KTEC, Kansas Inc. may be absorbed into Department of Commerce

? Two agencies responsible for improving the business climate in Kansas may find themselves out of business.

Gov. Kathleen Sebelius has recommended that the Kansas Technology Enterprise Corp. and Kansas Inc. be shut down and their functions be handled by the Kansas Department of Commerce.

Sebelius’ Budget Director Duane Goossen said the recommendation was made to make government more efficient and save money.

“We would expect Commerce would absorb the operations within its current budget,” Goossen said.

The state is facing a $186 million budget deficit, and a potential $1 billion shortfall in the coming fiscal year.

The heads of KTEC and Kansas Inc. are fighting the governor’s proposal.

KTEC is the larger of the two agencies, with a nearly $14 million budget. It was formed by the Legislature in 1986 and charged with promoting and investing in technology-based economic development.

Tracy Taylor, KTEC president and chief executive officer, said the agency’s mission is critical during the current financial crisis.
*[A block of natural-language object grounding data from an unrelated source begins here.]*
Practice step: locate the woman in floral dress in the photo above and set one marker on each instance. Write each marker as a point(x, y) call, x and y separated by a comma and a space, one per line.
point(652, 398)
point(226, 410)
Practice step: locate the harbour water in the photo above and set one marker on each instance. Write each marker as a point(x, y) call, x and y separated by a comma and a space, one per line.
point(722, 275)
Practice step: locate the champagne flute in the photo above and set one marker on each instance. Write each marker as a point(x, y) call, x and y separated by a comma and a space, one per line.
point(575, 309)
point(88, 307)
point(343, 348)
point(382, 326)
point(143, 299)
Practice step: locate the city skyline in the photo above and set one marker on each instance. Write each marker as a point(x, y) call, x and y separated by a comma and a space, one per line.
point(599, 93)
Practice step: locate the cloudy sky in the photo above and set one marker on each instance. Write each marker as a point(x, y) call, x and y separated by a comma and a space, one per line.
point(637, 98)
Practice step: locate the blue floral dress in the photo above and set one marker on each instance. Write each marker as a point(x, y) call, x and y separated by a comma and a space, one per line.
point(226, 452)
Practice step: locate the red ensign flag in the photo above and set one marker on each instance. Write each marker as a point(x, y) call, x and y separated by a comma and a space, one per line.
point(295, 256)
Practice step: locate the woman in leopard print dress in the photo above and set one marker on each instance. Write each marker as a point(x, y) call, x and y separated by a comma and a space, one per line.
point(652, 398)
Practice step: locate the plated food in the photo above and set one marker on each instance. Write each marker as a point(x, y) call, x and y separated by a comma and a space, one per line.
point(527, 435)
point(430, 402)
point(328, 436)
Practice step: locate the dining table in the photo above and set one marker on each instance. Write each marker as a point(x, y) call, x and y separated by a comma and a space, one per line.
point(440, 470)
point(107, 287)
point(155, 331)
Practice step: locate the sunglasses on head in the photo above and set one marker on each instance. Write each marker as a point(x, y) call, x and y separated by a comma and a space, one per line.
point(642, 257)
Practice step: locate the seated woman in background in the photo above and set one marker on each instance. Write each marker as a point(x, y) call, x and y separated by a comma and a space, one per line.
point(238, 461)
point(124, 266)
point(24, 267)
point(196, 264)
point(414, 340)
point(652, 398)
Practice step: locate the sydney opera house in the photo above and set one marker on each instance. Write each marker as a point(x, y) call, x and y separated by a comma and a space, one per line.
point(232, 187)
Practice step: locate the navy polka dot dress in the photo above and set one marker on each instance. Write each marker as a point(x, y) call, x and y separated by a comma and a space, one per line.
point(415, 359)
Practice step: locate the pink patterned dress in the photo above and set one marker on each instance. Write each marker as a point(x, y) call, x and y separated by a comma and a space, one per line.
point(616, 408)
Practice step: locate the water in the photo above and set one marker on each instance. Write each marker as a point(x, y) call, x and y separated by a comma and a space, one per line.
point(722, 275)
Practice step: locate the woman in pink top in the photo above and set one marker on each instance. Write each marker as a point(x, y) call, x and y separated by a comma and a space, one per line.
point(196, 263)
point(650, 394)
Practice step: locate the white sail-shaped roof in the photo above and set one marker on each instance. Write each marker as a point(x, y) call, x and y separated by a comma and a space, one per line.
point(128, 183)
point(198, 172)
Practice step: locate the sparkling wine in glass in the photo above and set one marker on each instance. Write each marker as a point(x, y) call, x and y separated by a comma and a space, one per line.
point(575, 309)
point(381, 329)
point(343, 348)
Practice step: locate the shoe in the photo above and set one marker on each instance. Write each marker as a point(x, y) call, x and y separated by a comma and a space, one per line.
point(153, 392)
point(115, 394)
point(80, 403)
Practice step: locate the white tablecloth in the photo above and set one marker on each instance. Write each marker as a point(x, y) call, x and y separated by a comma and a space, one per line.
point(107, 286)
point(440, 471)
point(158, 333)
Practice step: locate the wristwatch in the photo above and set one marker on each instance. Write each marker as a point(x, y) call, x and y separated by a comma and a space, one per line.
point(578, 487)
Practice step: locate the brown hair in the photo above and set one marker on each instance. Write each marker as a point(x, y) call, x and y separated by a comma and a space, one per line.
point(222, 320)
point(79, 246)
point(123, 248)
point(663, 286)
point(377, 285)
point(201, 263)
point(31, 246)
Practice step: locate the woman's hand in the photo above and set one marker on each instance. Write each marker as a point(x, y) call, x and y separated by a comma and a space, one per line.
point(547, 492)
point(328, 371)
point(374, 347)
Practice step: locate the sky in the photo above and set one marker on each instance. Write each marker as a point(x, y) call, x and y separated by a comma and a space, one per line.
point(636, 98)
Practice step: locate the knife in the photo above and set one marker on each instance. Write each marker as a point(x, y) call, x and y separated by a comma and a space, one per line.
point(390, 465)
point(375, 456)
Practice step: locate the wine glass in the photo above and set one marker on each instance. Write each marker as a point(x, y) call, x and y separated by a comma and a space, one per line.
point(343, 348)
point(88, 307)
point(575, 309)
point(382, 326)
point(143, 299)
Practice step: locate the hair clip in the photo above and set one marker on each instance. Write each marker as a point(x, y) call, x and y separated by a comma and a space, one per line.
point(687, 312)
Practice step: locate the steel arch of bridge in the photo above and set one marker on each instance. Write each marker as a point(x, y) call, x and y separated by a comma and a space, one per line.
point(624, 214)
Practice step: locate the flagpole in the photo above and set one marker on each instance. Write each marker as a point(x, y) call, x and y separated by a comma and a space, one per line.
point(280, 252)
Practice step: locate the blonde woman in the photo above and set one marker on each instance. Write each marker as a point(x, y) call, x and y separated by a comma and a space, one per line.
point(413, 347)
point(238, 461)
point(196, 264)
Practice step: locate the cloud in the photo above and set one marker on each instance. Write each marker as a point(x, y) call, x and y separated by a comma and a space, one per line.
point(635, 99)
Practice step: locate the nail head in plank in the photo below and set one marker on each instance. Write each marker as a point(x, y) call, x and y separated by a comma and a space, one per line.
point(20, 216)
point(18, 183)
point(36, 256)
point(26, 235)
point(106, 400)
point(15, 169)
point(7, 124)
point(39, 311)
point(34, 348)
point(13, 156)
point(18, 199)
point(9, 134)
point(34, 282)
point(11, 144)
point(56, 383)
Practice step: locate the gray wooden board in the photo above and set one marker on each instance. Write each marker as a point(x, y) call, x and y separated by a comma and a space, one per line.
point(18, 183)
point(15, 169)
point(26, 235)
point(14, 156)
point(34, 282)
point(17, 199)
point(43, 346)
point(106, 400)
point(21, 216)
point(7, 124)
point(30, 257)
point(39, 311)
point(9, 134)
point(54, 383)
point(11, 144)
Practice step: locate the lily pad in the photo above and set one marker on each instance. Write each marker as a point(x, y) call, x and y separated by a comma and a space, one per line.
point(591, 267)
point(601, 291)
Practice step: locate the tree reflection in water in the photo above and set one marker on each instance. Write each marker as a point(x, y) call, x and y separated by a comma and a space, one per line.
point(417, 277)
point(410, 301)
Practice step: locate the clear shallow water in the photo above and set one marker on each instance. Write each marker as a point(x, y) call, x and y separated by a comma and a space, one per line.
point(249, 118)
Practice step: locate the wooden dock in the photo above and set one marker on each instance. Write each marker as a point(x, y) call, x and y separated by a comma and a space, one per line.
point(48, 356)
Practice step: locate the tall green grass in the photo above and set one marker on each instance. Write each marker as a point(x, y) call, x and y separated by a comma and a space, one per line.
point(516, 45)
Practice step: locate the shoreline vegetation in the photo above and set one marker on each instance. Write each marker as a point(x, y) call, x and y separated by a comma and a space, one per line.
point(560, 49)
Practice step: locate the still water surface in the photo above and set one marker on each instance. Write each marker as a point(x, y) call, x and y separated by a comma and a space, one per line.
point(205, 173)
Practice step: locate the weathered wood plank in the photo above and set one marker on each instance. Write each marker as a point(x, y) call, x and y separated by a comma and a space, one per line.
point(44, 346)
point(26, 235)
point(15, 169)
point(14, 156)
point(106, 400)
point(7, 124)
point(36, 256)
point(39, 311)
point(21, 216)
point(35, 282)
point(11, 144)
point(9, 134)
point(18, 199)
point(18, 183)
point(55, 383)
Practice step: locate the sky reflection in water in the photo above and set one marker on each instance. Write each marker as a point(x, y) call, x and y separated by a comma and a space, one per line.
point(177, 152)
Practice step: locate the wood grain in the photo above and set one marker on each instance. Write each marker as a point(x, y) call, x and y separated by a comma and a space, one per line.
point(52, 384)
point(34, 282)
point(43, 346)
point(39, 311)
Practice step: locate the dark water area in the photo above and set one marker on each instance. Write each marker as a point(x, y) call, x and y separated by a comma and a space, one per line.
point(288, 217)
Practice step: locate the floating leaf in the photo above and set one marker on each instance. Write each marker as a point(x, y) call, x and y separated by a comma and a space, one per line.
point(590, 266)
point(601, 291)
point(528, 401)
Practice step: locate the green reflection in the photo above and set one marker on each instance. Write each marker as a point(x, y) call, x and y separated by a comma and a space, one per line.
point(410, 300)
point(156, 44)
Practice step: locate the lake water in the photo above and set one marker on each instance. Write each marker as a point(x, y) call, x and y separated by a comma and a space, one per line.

“In this kind of economic time, you need to focus on technology and entrepreneurship. There is empirical data that shows that’s what leads you out of an economic recession,” he said.

Some legislators, however, have complained about Taylor’s salary, which is approximately $280,000 per year.

But Taylor says his salary is set by a board that includes legislators, members of the state administration, university representatives and private sector officials. And, he said, it was set after a national survey of comparable positions.

Kansas Inc. is a smaller shop with expenditures of $774,321 in the last fiscal year, It has three employees.

The agency’s mission is to put together a strategic economic development agenda and evaluate whether those programs are benefiting the state.

Stan Ahlerich, president of Kansas Inc., said the agency was created to “take some of the politics out of the decisions.”

Ahlerich said Kansas Inc.’s 17-member board represents a wide range of government and private sector experience, including members of the Legislature.

He said if Kansas Inc. were abolished, all economic strategic planning would be conducted by the Commerce Department, which is headed by a Cabinet secretary appointed by the governor.

“There would be no legislators at the table,” he said.